憲法記念日なのに今年は表立った憲法関連イベントが開かれない。憲法改定と言えば、即ち「9条」問題である。戦争反対、再軍備と来れば自衛隊となる。ところが、今回の東日本大震災の被災地における自衛隊の献身的な支援活動ぶりを見ていると、再軍備反対論者にとっても微妙な感情が流れるのではないか。
しかし、震災復旧が一段落したら、わだかまっている憲法改定問題については、徹底的に議論を戦わし進むべき方向性だけでも示す必要があるのではないかと思う。
今朝の新聞のトップニュースは、昨日報じられたウサマ・ビンラディン殺害事件である。今日凡その全体像が明らかになった。4機のヘリコプターで夜間にウサマ・ビンラディンが潜んでいる建物を電撃的に襲撃したらしいが、どうもひとつ疑問が残る。パキスタン政府に事前通報はなかったというが、建物の周囲にはいくつものパキスタンの軍事施設があるという点を考えると、米軍特殊部隊が何の妨害もなく「ジェロニモ作戦」を実行出来たのは奇跡に近いと思う。秘密裏に事前の通達があったのではないか。
もうひとつ気になるのは、他国における主権の侵害である。アメリカのウサマ・ビンラディン殺害は国際法上認められるだろうかということである。国際法上は認められるかどうかは微妙との意見が強い。国連の旧ユーゴスラビア戦犯法廷で判事を務めた、多谷千香子・法政大教授は今回のやり方を例に、「アメリカにとって危険人物なら誰でも殺して良いことになってしまう」と批判的である。
殺害せずに身柄を拘束して裁く道はなかったのかとの疑問がある。
ところが、驚いたのはこの「ジェロニモ作戦」はホワイトハウス内で、オバマ大統領、クリントン国務長官以下政府要人が作戦実行をリアルタイムで見ていたのである。従って殺害と同時に国民への誇らしげな発表となった。話によれば、拘束しようとビンラディンの部屋に侵入したところ、ビンラディンが手元の自動小銃で立ち向かってきたために特殊部隊が殺害したということが判明した。

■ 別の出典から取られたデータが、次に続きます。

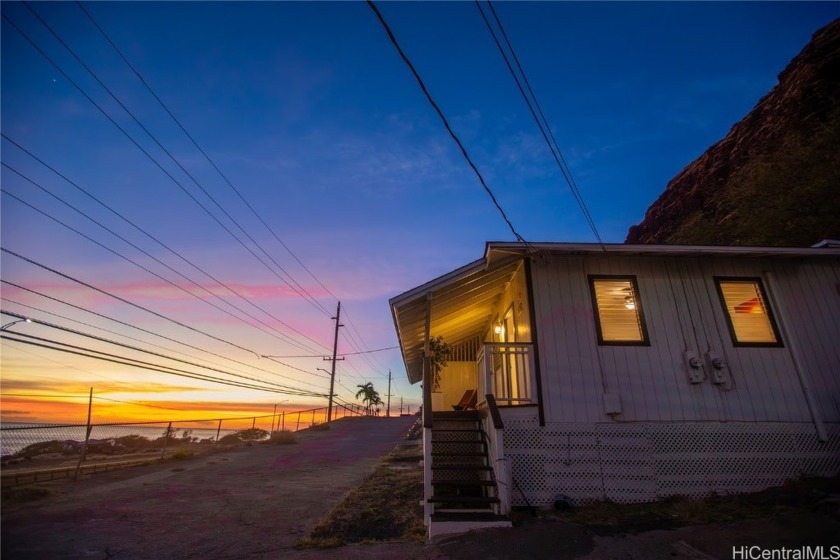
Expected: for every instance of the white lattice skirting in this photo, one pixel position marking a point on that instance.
(629, 463)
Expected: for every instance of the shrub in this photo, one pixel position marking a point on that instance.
(283, 437)
(133, 441)
(251, 434)
(230, 439)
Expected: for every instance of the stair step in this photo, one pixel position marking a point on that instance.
(462, 482)
(456, 415)
(466, 500)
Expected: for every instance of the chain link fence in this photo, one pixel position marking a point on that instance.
(33, 452)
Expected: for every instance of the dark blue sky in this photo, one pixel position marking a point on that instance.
(310, 113)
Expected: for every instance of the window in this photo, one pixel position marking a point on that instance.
(747, 312)
(618, 311)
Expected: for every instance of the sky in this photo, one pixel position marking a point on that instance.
(325, 175)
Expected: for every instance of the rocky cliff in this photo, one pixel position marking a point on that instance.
(774, 180)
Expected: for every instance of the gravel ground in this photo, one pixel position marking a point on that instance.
(257, 502)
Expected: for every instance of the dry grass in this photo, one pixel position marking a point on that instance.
(21, 494)
(385, 507)
(283, 437)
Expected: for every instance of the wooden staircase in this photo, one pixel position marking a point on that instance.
(465, 491)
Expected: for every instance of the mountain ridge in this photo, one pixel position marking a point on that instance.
(774, 179)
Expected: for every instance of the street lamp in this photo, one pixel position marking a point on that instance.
(274, 415)
(15, 322)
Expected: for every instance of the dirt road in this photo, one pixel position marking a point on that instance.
(254, 502)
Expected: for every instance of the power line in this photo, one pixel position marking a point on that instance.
(207, 157)
(65, 365)
(168, 248)
(121, 129)
(443, 118)
(303, 294)
(118, 298)
(97, 355)
(123, 300)
(341, 354)
(141, 329)
(543, 125)
(285, 338)
(138, 349)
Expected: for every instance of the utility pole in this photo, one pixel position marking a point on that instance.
(334, 359)
(388, 411)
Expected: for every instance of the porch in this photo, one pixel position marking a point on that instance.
(502, 369)
(483, 312)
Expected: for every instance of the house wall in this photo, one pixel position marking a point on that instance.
(683, 312)
(515, 294)
(456, 378)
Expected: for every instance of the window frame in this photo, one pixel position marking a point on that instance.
(769, 312)
(639, 308)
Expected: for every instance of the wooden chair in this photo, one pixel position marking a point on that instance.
(468, 401)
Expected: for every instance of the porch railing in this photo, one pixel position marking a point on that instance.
(507, 371)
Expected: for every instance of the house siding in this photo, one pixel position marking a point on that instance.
(683, 312)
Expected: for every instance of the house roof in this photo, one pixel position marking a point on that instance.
(463, 301)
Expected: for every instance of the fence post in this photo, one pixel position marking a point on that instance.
(166, 440)
(87, 437)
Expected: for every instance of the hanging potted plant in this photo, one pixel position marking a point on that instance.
(439, 353)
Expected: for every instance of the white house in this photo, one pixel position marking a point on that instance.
(624, 372)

近ごろ稀に見る派手な大立ち回りである。昨日ニュースを聞いた時には、ほっとしたと書いたが、冷静に分析すると心情的には私も国際法を犯した気分になっていたということになる。何の同情や慈悲もなく虫けら同然に殺し、情緒的な感情がまったく感じられないとしたら、相手が極悪人だとしても、あまりにも冷淡な現代社会になったということになる。その点では、大震災に付き添うように支援の手が差し伸べられている東日本大震災の情景は救いである。